Wyoming's insistence that its residents be allowed to shoot wolves on sight across most of the state has been the biggest obstacle to ending federal protections for wolves under the Endangered Species Act. The state wants to regulate the hunting of wolves only in the northwest corner of the state, on lands generally bordering Yellowstone National Park.
The governors are hoping Congress will act on the issue before the end of the year, but bills introduced have already stirred opposition from those who warn of undermining the endangered species law.
Freudenthal said Wyoming and the other states haven't committed to anything, but that Monday's meeting offered the chance to start drafting a "road map" to get wolves off the endangered list.
And while he emphasized that Wyoming was open to talking about changing its tactics, he said it was not willing to change its fundamental principle that it needs to be able to manage wolves as it sees fit outside the "recovery area."
Montana Gov. Brian Schweitzer said there had been no suggestion of changing the wolf recovery benchmarks, including 15 breeding pairs of the animals in each of the three states. Environmental groups have said that number is too low.
If Interior officials can't reach an agreement with Wyoming, Schweitzer said Salazar had pledged to back Idaho and Montana in their efforts before Congress. Idaho Gov. C.L. "Butch" Otter and Wyoming Gov.-elect Matt Mead also attended the meeting.

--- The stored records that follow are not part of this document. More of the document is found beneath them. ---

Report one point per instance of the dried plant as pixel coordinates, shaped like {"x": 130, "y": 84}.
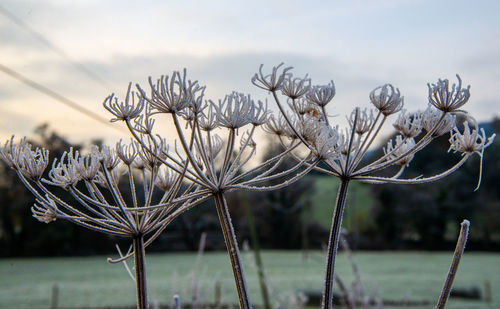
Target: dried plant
{"x": 342, "y": 151}
{"x": 211, "y": 164}
{"x": 95, "y": 200}
{"x": 202, "y": 165}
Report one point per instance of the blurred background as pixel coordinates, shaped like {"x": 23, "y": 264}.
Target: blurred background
{"x": 60, "y": 59}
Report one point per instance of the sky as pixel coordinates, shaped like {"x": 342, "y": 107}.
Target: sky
{"x": 86, "y": 50}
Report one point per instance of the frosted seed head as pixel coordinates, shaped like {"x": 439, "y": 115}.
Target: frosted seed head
{"x": 129, "y": 109}
{"x": 45, "y": 211}
{"x": 446, "y": 99}
{"x": 126, "y": 152}
{"x": 398, "y": 150}
{"x": 469, "y": 140}
{"x": 321, "y": 95}
{"x": 387, "y": 99}
{"x": 431, "y": 118}
{"x": 364, "y": 121}
{"x": 295, "y": 88}
{"x": 65, "y": 172}
{"x": 409, "y": 124}
{"x": 165, "y": 179}
{"x": 273, "y": 81}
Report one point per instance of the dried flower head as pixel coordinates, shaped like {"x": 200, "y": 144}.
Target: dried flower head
{"x": 445, "y": 99}
{"x": 45, "y": 210}
{"x": 398, "y": 150}
{"x": 295, "y": 88}
{"x": 321, "y": 95}
{"x": 470, "y": 140}
{"x": 409, "y": 124}
{"x": 125, "y": 110}
{"x": 273, "y": 81}
{"x": 387, "y": 99}
{"x": 437, "y": 122}
{"x": 364, "y": 121}
{"x": 65, "y": 172}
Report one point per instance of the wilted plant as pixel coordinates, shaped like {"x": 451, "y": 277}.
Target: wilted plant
{"x": 342, "y": 151}
{"x": 97, "y": 202}
{"x": 213, "y": 165}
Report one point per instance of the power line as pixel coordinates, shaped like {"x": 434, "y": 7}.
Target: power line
{"x": 40, "y": 37}
{"x": 57, "y": 96}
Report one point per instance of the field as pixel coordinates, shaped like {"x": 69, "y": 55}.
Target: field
{"x": 91, "y": 282}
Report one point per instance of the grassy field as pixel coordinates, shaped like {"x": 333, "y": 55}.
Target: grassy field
{"x": 90, "y": 281}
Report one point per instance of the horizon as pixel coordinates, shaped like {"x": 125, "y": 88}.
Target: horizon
{"x": 86, "y": 50}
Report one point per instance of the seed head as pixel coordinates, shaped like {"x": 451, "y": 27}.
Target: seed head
{"x": 45, "y": 211}
{"x": 445, "y": 99}
{"x": 295, "y": 88}
{"x": 470, "y": 140}
{"x": 387, "y": 99}
{"x": 273, "y": 81}
{"x": 409, "y": 125}
{"x": 397, "y": 150}
{"x": 321, "y": 95}
{"x": 125, "y": 110}
{"x": 430, "y": 119}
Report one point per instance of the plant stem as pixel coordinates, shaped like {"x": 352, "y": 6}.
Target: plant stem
{"x": 256, "y": 251}
{"x": 457, "y": 255}
{"x": 333, "y": 243}
{"x": 232, "y": 249}
{"x": 140, "y": 272}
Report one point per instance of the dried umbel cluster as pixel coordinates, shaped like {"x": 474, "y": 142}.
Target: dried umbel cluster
{"x": 96, "y": 200}
{"x": 214, "y": 142}
{"x": 342, "y": 150}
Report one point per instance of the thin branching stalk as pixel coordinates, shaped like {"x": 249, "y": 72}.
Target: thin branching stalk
{"x": 232, "y": 249}
{"x": 457, "y": 256}
{"x": 140, "y": 272}
{"x": 333, "y": 243}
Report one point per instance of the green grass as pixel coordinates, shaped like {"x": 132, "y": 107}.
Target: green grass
{"x": 90, "y": 281}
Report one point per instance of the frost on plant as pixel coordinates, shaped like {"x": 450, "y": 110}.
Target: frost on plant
{"x": 342, "y": 150}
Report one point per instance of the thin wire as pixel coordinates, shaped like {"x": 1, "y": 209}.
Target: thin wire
{"x": 41, "y": 38}
{"x": 57, "y": 97}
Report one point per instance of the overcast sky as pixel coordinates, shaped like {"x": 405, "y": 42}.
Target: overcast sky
{"x": 358, "y": 44}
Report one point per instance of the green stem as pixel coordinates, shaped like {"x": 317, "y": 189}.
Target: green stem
{"x": 140, "y": 272}
{"x": 232, "y": 249}
{"x": 333, "y": 243}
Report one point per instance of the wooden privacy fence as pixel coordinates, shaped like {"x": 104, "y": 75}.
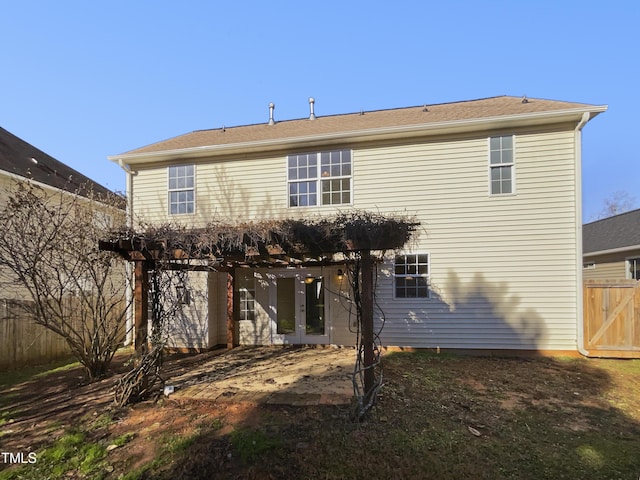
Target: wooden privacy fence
{"x": 612, "y": 318}
{"x": 24, "y": 342}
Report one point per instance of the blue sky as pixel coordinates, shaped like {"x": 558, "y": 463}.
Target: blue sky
{"x": 84, "y": 80}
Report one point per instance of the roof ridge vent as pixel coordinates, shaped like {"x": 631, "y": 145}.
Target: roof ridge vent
{"x": 271, "y": 108}
{"x": 312, "y": 115}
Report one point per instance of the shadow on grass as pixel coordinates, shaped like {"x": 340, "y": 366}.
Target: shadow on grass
{"x": 442, "y": 417}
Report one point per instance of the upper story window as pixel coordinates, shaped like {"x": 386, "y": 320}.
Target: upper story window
{"x": 322, "y": 178}
{"x": 634, "y": 268}
{"x": 181, "y": 189}
{"x": 501, "y": 165}
{"x": 411, "y": 272}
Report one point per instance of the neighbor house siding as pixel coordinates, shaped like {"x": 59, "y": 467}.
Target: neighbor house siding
{"x": 607, "y": 267}
{"x": 503, "y": 267}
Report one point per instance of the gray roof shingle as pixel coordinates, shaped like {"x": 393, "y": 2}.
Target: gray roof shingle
{"x": 619, "y": 231}
{"x": 23, "y": 159}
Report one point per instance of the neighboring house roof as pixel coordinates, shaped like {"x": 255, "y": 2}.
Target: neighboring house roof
{"x": 618, "y": 232}
{"x": 377, "y": 122}
{"x": 20, "y": 158}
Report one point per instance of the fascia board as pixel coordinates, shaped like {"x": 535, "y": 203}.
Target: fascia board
{"x": 612, "y": 251}
{"x": 357, "y": 136}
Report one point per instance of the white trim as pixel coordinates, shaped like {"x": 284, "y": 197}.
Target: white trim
{"x": 627, "y": 266}
{"x": 427, "y": 276}
{"x": 169, "y": 190}
{"x": 577, "y": 151}
{"x": 452, "y": 126}
{"x": 318, "y": 179}
{"x": 613, "y": 250}
{"x": 496, "y": 166}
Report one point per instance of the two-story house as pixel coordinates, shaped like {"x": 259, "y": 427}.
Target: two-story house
{"x": 495, "y": 184}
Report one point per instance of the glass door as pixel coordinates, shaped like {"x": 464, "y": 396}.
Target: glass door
{"x": 300, "y": 311}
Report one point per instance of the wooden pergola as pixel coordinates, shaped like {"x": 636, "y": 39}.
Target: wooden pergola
{"x": 283, "y": 243}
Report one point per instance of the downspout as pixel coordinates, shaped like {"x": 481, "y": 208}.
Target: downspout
{"x": 578, "y": 159}
{"x": 129, "y": 271}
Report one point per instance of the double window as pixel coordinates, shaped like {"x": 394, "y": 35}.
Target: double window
{"x": 634, "y": 268}
{"x": 181, "y": 190}
{"x": 321, "y": 178}
{"x": 501, "y": 165}
{"x": 411, "y": 272}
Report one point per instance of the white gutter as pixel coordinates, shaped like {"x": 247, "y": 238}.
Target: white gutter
{"x": 580, "y": 296}
{"x": 613, "y": 250}
{"x": 451, "y": 126}
{"x": 129, "y": 272}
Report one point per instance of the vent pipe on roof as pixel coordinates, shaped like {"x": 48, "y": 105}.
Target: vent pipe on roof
{"x": 312, "y": 116}
{"x": 271, "y": 120}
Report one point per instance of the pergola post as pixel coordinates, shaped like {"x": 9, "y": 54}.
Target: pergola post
{"x": 366, "y": 272}
{"x": 230, "y": 323}
{"x": 141, "y": 306}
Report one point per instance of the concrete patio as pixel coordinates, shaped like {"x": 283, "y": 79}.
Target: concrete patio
{"x": 283, "y": 375}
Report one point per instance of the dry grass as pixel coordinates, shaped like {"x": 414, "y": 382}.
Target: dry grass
{"x": 439, "y": 416}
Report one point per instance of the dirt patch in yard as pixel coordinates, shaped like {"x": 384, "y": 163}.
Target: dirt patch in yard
{"x": 449, "y": 416}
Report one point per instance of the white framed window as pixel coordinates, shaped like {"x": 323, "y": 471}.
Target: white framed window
{"x": 181, "y": 189}
{"x": 183, "y": 295}
{"x": 411, "y": 275}
{"x": 321, "y": 178}
{"x": 633, "y": 268}
{"x": 501, "y": 165}
{"x": 247, "y": 304}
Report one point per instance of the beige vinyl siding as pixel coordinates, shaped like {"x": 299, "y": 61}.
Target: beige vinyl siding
{"x": 503, "y": 267}
{"x": 189, "y": 327}
{"x": 606, "y": 271}
{"x": 607, "y": 267}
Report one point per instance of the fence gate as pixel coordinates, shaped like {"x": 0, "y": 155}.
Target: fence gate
{"x": 612, "y": 318}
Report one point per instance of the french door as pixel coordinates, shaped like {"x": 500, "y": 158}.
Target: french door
{"x": 300, "y": 311}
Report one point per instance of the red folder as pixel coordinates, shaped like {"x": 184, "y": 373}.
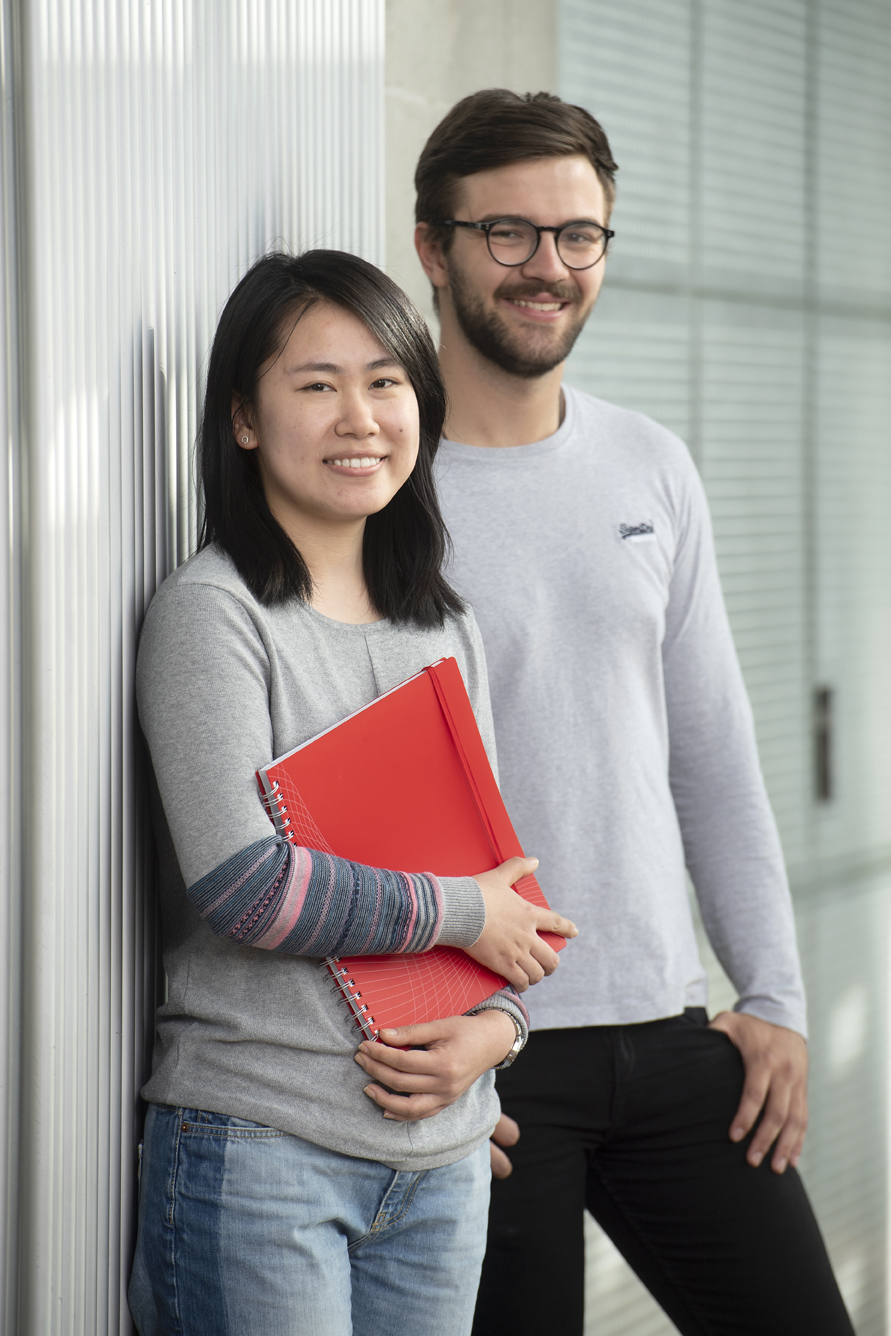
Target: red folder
{"x": 404, "y": 783}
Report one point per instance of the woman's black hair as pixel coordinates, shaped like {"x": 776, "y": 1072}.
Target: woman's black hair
{"x": 406, "y": 541}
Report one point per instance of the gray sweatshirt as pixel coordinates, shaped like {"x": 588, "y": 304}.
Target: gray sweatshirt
{"x": 223, "y": 687}
{"x": 624, "y": 732}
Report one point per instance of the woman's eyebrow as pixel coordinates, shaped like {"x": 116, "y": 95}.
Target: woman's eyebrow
{"x": 337, "y": 370}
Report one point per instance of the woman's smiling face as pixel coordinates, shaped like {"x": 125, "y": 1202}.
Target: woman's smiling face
{"x": 334, "y": 424}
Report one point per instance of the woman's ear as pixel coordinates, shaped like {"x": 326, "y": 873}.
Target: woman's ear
{"x": 242, "y": 426}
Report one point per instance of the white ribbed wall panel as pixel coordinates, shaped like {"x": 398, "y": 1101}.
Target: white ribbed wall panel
{"x": 160, "y": 146}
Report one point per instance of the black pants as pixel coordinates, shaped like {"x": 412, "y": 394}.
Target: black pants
{"x": 632, "y": 1121}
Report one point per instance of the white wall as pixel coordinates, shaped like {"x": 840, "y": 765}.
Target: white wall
{"x": 159, "y": 147}
{"x": 438, "y": 51}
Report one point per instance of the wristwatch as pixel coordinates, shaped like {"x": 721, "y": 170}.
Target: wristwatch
{"x": 516, "y": 1046}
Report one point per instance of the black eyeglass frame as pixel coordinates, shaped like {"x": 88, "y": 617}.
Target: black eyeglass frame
{"x": 486, "y": 227}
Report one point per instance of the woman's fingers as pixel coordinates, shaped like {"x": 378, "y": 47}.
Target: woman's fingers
{"x": 560, "y": 925}
{"x": 400, "y": 1108}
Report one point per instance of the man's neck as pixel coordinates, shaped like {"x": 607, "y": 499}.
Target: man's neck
{"x": 492, "y": 408}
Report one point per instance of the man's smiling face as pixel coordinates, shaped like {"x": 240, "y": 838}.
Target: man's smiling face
{"x": 524, "y": 318}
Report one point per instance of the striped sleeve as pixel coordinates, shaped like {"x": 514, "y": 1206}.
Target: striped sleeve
{"x": 285, "y": 898}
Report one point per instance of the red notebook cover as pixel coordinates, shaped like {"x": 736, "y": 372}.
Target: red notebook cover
{"x": 404, "y": 783}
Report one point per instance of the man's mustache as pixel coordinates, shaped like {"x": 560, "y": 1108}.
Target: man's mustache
{"x": 528, "y": 290}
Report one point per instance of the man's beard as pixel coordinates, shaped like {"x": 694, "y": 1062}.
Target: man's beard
{"x": 529, "y": 354}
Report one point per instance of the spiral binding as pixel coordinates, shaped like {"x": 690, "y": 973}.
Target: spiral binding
{"x": 277, "y": 810}
{"x": 345, "y": 985}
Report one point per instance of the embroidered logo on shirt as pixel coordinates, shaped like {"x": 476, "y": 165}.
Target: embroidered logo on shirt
{"x": 637, "y": 532}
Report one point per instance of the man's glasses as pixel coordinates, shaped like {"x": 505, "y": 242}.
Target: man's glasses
{"x": 513, "y": 241}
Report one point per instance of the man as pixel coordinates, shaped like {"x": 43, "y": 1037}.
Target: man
{"x": 627, "y": 752}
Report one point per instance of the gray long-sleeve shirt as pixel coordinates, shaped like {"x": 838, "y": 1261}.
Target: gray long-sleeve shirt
{"x": 223, "y": 686}
{"x": 624, "y": 732}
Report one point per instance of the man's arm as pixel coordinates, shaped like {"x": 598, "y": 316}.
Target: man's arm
{"x": 731, "y": 843}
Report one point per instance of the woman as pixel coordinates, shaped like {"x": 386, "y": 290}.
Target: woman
{"x": 291, "y": 1183}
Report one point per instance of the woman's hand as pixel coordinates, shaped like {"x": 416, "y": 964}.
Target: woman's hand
{"x": 453, "y": 1054}
{"x": 509, "y": 943}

But Schweitzer said he had his doubts about congressional action succeeding -- even if the Northern Rockies states can unite around one of the several bills introduced.
"The secretary was optimistic, and God love him for being optimistic," Schweitzer said. "Me, I would be pleasantly surprised if Congress could act."
Tom Strickland, assistant Interior secretary for fish, wildlife and parks, said the Obama administration would work closely with Wyoming to find a management plan acceptable to both sides.
"We made good progress today with Wyoming, and we're already there with Idaho and Montana," Strickland said.
As the legal tangle over wolf management in the Northern Rockies now stands, one federal judge in Montana ruled this summer that Montana and Idaho can't take over wolf management as long as the federal government manages the wolves in Wyoming. That ruling blocked Montana and Idaho from holding regulated wolf hunts this fall as they had planned.
Another federal judge in Wyoming ruled this month that the U.S. Fish and Wildlife Service was wrong to reject Wyoming's plan in the first place.